The situation in southern Libya is especially alarming. The tensions between the Arabic and the African ethnic groups are increasing. During the last five days, 31 people were killed and 65 were injured in inter-ethnic clashes between the African Toubou and Arabic clan members in the city of Sebha. Since the fall of dictator Gaddafi, several hundred people got killed in violent clashes between Toubou and Arabs in the city, which has about 90,000 inhabitants. So far all efforts for mediation have failed. Also, due to two politically motivated killings last week, the tensions between the Toubou and Arabic Zwai in the city of Kufra have increased significantly. The Toubou are calling for a better representation of their population group in the country's political bodies and demand more help for their underdeveloped regions – which would be the only possible way to try and stop the smuggling of goods, drugs and people, which many or the residents of southern Libya are entangled in.

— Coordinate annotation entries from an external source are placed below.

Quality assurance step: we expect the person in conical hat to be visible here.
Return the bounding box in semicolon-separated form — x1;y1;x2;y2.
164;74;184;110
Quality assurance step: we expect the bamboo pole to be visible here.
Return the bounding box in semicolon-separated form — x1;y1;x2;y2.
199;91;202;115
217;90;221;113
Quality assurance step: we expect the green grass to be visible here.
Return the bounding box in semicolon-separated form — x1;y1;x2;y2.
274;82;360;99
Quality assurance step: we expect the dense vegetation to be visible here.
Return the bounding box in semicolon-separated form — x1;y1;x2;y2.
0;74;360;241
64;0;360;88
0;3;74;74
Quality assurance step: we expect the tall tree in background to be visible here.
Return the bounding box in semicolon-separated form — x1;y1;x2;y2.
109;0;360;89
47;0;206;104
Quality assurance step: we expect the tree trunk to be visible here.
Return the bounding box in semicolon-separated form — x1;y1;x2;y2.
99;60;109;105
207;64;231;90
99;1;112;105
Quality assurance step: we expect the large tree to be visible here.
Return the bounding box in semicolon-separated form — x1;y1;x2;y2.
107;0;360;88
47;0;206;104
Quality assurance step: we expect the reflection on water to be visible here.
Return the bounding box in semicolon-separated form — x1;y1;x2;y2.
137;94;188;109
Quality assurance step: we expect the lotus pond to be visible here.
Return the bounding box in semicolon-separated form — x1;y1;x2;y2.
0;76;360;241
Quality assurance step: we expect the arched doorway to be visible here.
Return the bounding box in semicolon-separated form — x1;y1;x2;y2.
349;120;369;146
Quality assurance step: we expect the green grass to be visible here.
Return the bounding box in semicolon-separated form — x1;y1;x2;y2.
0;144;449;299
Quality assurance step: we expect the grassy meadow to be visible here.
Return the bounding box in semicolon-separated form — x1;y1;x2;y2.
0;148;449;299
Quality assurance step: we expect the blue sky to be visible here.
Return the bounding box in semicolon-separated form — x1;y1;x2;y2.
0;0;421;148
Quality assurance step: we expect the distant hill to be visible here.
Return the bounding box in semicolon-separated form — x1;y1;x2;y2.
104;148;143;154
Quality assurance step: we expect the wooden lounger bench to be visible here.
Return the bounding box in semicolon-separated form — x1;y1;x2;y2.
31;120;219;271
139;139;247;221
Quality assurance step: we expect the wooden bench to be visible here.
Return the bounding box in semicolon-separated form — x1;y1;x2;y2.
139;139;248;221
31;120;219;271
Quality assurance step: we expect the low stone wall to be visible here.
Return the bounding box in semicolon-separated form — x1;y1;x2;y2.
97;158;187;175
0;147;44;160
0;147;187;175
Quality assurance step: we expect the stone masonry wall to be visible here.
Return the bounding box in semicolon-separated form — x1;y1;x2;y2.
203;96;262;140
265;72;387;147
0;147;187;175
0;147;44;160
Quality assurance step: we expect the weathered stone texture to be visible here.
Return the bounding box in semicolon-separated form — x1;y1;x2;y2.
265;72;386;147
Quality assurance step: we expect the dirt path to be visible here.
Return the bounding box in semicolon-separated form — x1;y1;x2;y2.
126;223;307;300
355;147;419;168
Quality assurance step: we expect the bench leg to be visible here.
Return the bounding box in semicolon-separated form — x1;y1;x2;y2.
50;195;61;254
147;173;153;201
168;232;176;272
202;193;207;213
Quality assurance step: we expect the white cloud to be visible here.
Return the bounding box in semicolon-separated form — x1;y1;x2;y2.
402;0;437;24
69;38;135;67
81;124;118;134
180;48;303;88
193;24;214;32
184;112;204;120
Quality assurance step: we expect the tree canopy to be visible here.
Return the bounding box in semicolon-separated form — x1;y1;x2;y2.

35,000 traumatized refugees from Tawergha have been waiting more than 1000days to be able to return to their hometowns since the beginning of the military intervention on March 19, 2011. Although the affected people and human rights organizations have sent several appeals, the authorities are still trying to keep the city's African residents from returning to the city they were forced to leave in August 2011 after an attack by militias from the neighboring Arab city of Misrata. The Libyan government founded a commission to take care of the repatriation of all Libyan refugees – but the chairman of the commission is from the neighboring enemy city of Misrata, so the commission continues to ignore the Tawergha refugees. "It is a crime against humanity that the refugees from Tawergha are being suppressed because of the color of their skin and that the Arab majority discriminates them on racial grounds," said Delius.